9. What about data privacy? Any data needed by the buyer to evaluate each season’s additional carbon storage will likely be kept by the aggregator to have necessary records to participate in the relevant carbon market. You and your attorney will need to analyze the contract to determine how much of your farming data won’t remain private in the contract, whether the data may be sold and so on.

10. How will carbon sequestration be verified? That’s an important and complicated question. Conventional soil analysis is expensive, although companies are experimenting with geographic-information-system mapping and agricultural-production data to estimate carbon storage in farm fields. Some contracts may require the farmer to pay for the soil analysis while others may cover those costs from the sale of carbon credits.
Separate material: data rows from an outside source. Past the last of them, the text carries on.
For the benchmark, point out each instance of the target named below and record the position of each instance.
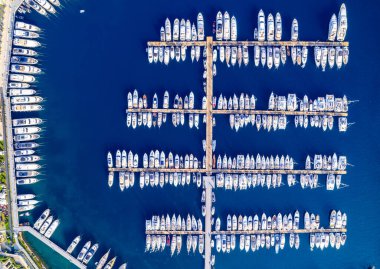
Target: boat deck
(249, 43)
(252, 232)
(231, 171)
(52, 245)
(239, 111)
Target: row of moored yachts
(46, 225)
(226, 29)
(226, 180)
(244, 102)
(160, 242)
(26, 130)
(43, 7)
(277, 226)
(23, 69)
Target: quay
(52, 245)
(252, 232)
(229, 171)
(175, 232)
(248, 43)
(6, 46)
(209, 182)
(239, 111)
(5, 55)
(297, 231)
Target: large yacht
(278, 27)
(26, 122)
(21, 78)
(26, 43)
(26, 108)
(23, 60)
(26, 100)
(219, 26)
(200, 27)
(25, 34)
(21, 92)
(24, 52)
(83, 251)
(37, 225)
(294, 31)
(333, 27)
(226, 26)
(25, 69)
(52, 228)
(342, 23)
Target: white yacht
(25, 34)
(25, 26)
(83, 251)
(24, 52)
(22, 78)
(233, 29)
(36, 7)
(294, 32)
(73, 244)
(26, 181)
(176, 30)
(26, 108)
(219, 26)
(37, 225)
(23, 60)
(20, 85)
(270, 27)
(46, 5)
(21, 92)
(168, 30)
(278, 27)
(200, 27)
(52, 228)
(26, 43)
(342, 23)
(226, 26)
(26, 130)
(261, 25)
(25, 100)
(188, 30)
(25, 69)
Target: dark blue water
(92, 60)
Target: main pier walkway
(249, 43)
(239, 111)
(231, 171)
(251, 232)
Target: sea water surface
(92, 60)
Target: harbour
(128, 139)
(158, 165)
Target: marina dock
(229, 171)
(52, 245)
(247, 43)
(6, 46)
(252, 232)
(238, 111)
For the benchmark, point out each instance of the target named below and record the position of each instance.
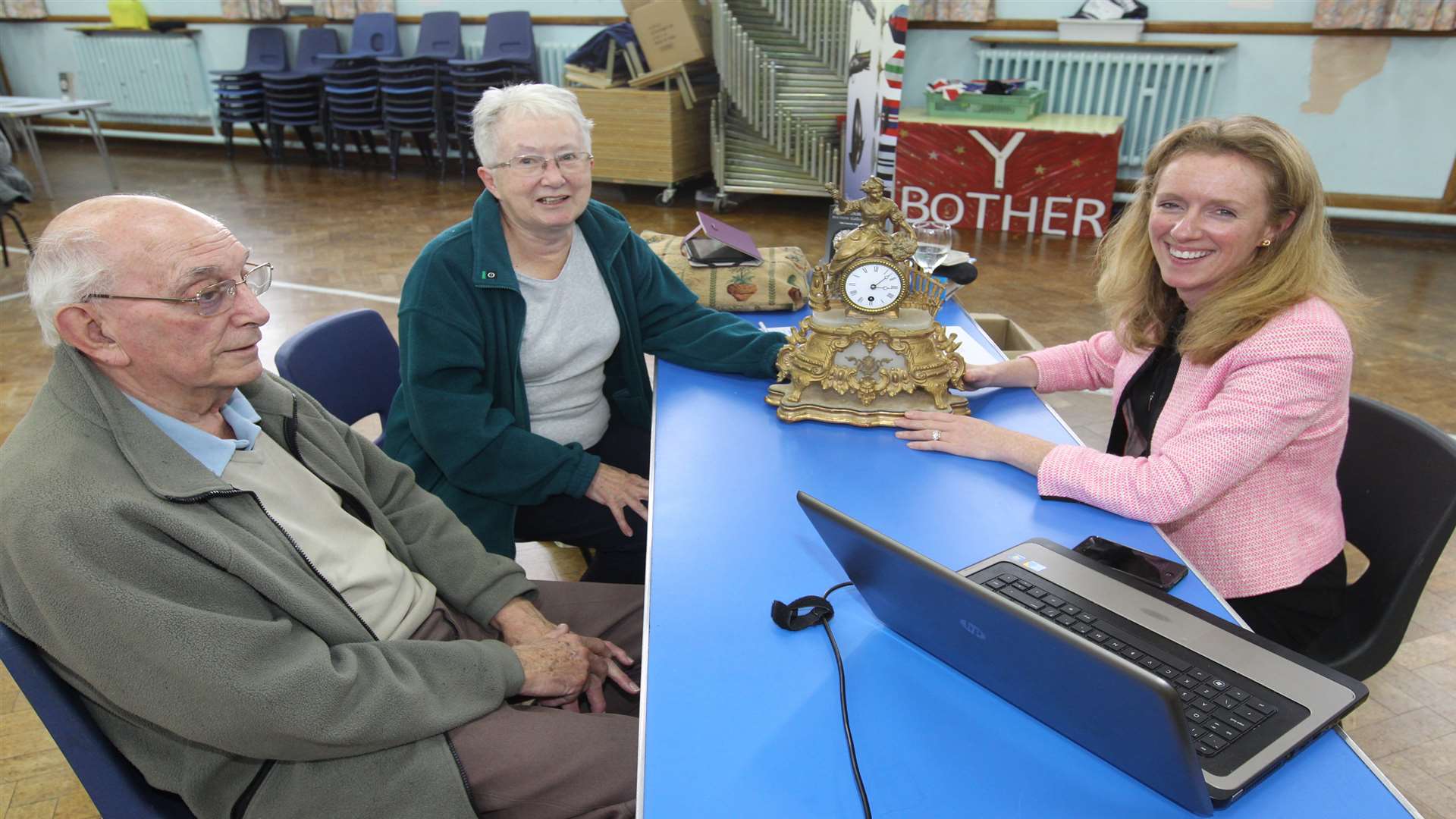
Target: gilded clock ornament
(871, 347)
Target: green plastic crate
(1017, 107)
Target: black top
(1145, 395)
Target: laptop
(1191, 706)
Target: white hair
(528, 99)
(64, 268)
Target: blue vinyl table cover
(742, 717)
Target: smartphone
(1153, 570)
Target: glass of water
(932, 243)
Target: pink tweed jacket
(1241, 472)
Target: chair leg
(261, 140)
(425, 146)
(306, 137)
(395, 137)
(24, 238)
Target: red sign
(1006, 177)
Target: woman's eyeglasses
(535, 165)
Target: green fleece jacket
(460, 417)
(202, 642)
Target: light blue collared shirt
(212, 450)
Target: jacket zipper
(290, 433)
(290, 436)
(291, 542)
(465, 780)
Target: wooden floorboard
(359, 231)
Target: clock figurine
(871, 347)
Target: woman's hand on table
(971, 438)
(618, 490)
(1018, 372)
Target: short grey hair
(64, 268)
(528, 99)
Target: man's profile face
(175, 353)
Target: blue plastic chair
(373, 36)
(348, 362)
(114, 784)
(267, 52)
(240, 91)
(296, 98)
(438, 39)
(509, 41)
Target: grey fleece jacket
(202, 642)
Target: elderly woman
(1229, 368)
(525, 400)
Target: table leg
(101, 148)
(36, 156)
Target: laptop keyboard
(1220, 708)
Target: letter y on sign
(999, 155)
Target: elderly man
(261, 610)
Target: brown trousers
(533, 763)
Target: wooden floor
(359, 231)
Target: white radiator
(145, 76)
(551, 57)
(1155, 93)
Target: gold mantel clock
(871, 347)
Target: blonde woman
(1229, 368)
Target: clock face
(873, 287)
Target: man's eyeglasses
(215, 297)
(535, 165)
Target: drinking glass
(932, 243)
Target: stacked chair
(296, 98)
(240, 91)
(509, 55)
(414, 88)
(351, 80)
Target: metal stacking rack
(783, 66)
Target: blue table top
(742, 717)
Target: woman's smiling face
(1209, 216)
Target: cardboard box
(670, 31)
(647, 137)
(1006, 334)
Make sure you understand the costs and how they’ll affect your payment.

11. Can tenants sell carbon credits? This is a complicated issue that’s nowhere near being resolved. The tenant would likely, as a minimum, need a 10-year to 20-year written contract to match the term of the carbon-credit contract. The aggregator may need the landlord to be part of the contract as well. There are too many legal issues regarding contract continuity that make purchasing carbon credits from non-landowners risky for most aggregators except perhaps for short-term contracts.

Will there soon be more clarity about carbon markets for farmers and ranchers? The proposed “Growing Climate Solutions Act of 2021” could possibly make it easier for farmers and ranchers to participate in carbon markets. It would make those markets more transparent. The proposal would create a U.S. Department of Agriculture standard for certifying carbon sequestration in farmland, ranch land and forests. In the proposal USDA would maintain an online platform where farmers and ranchers could obtain information regarding agricultural-carbon markets. The proposal has bipartisan support. Its enactment would help make carbon markets more farmer- and rancher-friendly.